2014 Target Date Funds


Note that:

  • Two Funds, 2015 and 2025, account for 48% of the total allocation to Target Date Funds
  • If we include the 2020 Fund with the 2015 and 2025 Funds, all three account for 59% of the total allocation to Target Date Funds

 

Our last pie chart “looks through” the Target Date Funds, i.e., we look at what the 17% invested in Target Date Funds is actually invested in (the core funds and TIPS) and then add it to the 83% Core Fund allocation in the first pie chart:


Look Through Allocation


Note that:

  • The Equity Index Fund and Stable Income Fund account for 65% of the plans total assets
  • There is more money invested in the Equity Index than the other 4 Equity options combined
  • There is over 5 times more money invested in the Stable Income Fund than in the other two fixed income options (Bond Fund, TIPS)

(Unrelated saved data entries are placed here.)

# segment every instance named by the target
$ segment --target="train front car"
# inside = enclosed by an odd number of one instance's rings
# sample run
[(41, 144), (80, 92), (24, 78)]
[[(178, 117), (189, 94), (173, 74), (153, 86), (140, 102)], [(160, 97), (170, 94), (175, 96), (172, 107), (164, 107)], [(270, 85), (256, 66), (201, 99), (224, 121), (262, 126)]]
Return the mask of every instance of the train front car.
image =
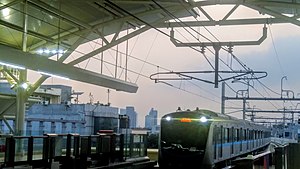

The plans asset allocation is as follows:

Total Equities:                          62%

  • Equity Index 32%
  • Mid Cap Index 5%
  • Small Cap Fund 15%
  • International Fund  7%
  • GSRF   3%

Total Fixed Income:                  38%

  • Stable Income Fund 33%
  • Bond Fund 4%
  • TIPS 1%

 

Key Takeaways:

  1. The Self-Directed Brokerage (SDB) option is under-utilized at less than 1% of total assets. The SDB has the potential to be a powerful diversifier to the core options of the plan.  There are major asset classes available through the SDB window that an investor could use to improve the risk/return profile of their portfolio.
  2. The allocation to Target Date Funds is growing very slowly at approximately 0.57% per year since the end of 2008. Plan participants may be dissatisfied with the Target Date Funds or not fully understand what they are.  The participants that do use the Target Date Funds are invested primarily in three funds, 2015/2020/2025.  It’s possible that these participants are planning on retiring/withdrawing in the 10 year period from 2015-2025.
  3. Retired participants don’t appear to be using Target Date Funds. Approximately 2.17% of plan assets are in portfolios that have been constructed for those already retired (Static, 2000, 2005, 2010)
  4. Participants have very little appetite for the Bond Fund but have an extreme allocation to the Stable Fund. Over the past 10 years the Bond Fund has a higher compound return than the stable fund.  It also has higher returns than the International Equity Fund and the Globally Responsible Fund with much less volatility.  However, the Bond Fund let investors down in 2008 when they needed diversification the most.  The Bond Fund returned a -3.4% while the Benchmark had a positive return of 5.2%, equating to underperformance of 8.6%.  A simple investment in a 7-10 year or 20 year government bond ETF would have returned over 18%, and over 33%, respectively.